Blocking other DNS over TLS servers
It is safer to have a single DNS server running on your network, so let’s add one more firewall rule to block any connection for any DoT other than your pfSense.
- Add a firewall rule on Firewall >> Rules, LAN tab blocking TCP protocol, Source: any, Destination any, Destination port range 853
- Move this newly created rule from step #1 to the very top of the LAN rules
- Save and Apply changes
Verify everything works
I have tried using 1.1.1.1/help to see whether my settings were working, but found out that when DNSSEC is enabled on pfSense, CloudFlare’s test fails, but it is actually working. To verify your settings, go to Diagnostics >> State, select all interfaces and set Filter Expression as your DNS IP. You should see that the only connections on port 53 are for your localhost and all other connections to your DNS are over port 853, the DNS over TLS port.
Another test is capturing some packages through Diagnostics >> Packet capture page. Set the Interface as WAN and Port as 853. Click on Start button and use your browser to visit some pages, such as pfsense.org.
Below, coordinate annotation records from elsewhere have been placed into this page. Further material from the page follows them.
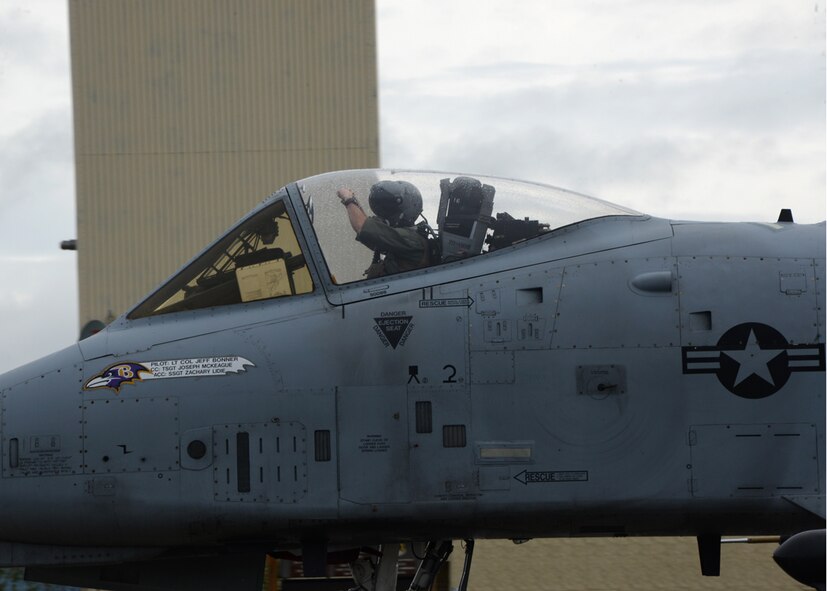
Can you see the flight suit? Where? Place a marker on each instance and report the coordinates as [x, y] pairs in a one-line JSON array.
[[404, 248]]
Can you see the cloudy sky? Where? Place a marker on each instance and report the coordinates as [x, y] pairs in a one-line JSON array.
[[698, 109]]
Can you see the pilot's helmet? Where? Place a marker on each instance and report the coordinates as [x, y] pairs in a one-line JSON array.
[[397, 202]]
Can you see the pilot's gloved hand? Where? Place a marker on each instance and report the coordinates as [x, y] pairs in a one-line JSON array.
[[344, 194]]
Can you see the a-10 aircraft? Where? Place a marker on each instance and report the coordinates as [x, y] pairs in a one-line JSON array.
[[562, 367]]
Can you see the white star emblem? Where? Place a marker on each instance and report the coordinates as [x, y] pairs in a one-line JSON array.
[[753, 360]]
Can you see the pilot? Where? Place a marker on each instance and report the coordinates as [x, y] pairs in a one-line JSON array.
[[396, 205]]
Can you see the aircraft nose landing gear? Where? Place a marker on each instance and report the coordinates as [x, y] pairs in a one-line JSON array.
[[381, 576]]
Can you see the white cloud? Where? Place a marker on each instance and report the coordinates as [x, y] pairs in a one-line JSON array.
[[696, 110]]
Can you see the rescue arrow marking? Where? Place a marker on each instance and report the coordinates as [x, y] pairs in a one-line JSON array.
[[545, 477]]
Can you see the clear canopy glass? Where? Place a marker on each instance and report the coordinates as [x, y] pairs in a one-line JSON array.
[[347, 260]]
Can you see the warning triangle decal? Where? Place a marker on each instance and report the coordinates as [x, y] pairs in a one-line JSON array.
[[394, 329]]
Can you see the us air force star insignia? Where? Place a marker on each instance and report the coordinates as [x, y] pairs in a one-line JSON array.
[[753, 360]]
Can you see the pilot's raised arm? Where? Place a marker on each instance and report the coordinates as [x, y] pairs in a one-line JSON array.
[[396, 205]]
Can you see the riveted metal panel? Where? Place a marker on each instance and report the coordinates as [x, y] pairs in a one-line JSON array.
[[602, 305], [38, 443], [115, 437], [765, 460], [260, 462], [738, 290]]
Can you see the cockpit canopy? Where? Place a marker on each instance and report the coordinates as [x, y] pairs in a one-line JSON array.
[[470, 214], [264, 256]]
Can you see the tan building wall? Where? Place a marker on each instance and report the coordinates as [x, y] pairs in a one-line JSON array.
[[618, 564], [188, 113]]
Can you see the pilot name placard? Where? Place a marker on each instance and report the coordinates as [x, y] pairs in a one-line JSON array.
[[115, 376]]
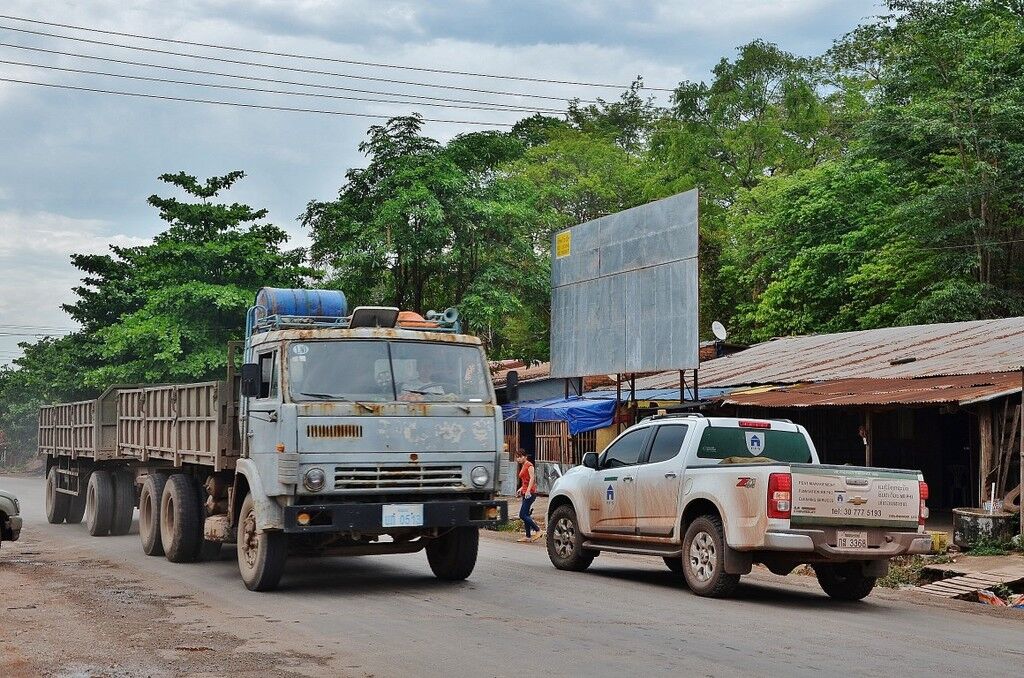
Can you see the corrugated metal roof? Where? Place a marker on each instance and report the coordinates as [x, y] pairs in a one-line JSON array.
[[962, 389], [923, 350]]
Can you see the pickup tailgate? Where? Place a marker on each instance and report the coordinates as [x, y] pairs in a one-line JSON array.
[[855, 496]]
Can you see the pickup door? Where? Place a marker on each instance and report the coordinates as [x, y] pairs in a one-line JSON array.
[[854, 496]]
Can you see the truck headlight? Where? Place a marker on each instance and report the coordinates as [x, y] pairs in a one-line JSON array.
[[479, 475], [314, 479]]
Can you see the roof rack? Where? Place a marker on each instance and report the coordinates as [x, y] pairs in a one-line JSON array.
[[675, 415]]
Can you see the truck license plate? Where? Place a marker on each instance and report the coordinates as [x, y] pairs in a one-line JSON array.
[[401, 515], [851, 540]]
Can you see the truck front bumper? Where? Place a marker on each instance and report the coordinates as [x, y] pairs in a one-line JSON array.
[[369, 517], [884, 544], [14, 525]]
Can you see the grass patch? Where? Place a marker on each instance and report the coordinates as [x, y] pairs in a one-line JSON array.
[[905, 570]]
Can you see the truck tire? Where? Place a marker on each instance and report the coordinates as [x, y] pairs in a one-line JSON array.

Stop and View capture. You should see several packages flowing from/to 1.1.1.1:853. Repeat the capture for port 53 and note that the capture will be empty.
Visit https://dnssec.vs.uni-due.de and click Start test. If you get a thumbs up, your DNS is safe!
You mention enabling DNSSEC support under Services >> DNS Resolver, but that won’t do much good if you are in forwarding mode. You should be relying on the forwarding server to perform the DNSSEC validation, so there is no need to do this check (again) in Unbound/PFsense. You could, but I don’t see a point unless you don’t trust the forwarding server (in which case, why use it?) That also means you won’t need to harden DNSSEC data under Services >> DNS Resolver >> Advanced Settings.
Hey there, thanks for the discussion. If DNSSEC is not enforced, isn’t there a chance someone could alter the content of the response and corrupt whatever content the forwarding servers returned? It is not a matter of not trusting the forwarding server, but not trusting the media in which servers communicate through
In forwarding mode you loose the end to end validation, since you do not independently talk to each NS server in the chain down from roots to get to the authoritative server. Instead you are trusting the DNS forwarding server to get this information for you and provide the validated response back. In your example all someone would need to do is not send back the DNSSEC info and pfSense/unbound would interpret that as DNSSEC isn’t enabled for the domain and pass the record on to the client as valid. DNSSEC enabled in pfSense/unbound wouldn’t prevent this scenario from happening in forwarding mode as all DNSSEC is doing is validation that the a record in a domain has been signed by the owner of the domain, which is done from the information in the DNS reply it receives back.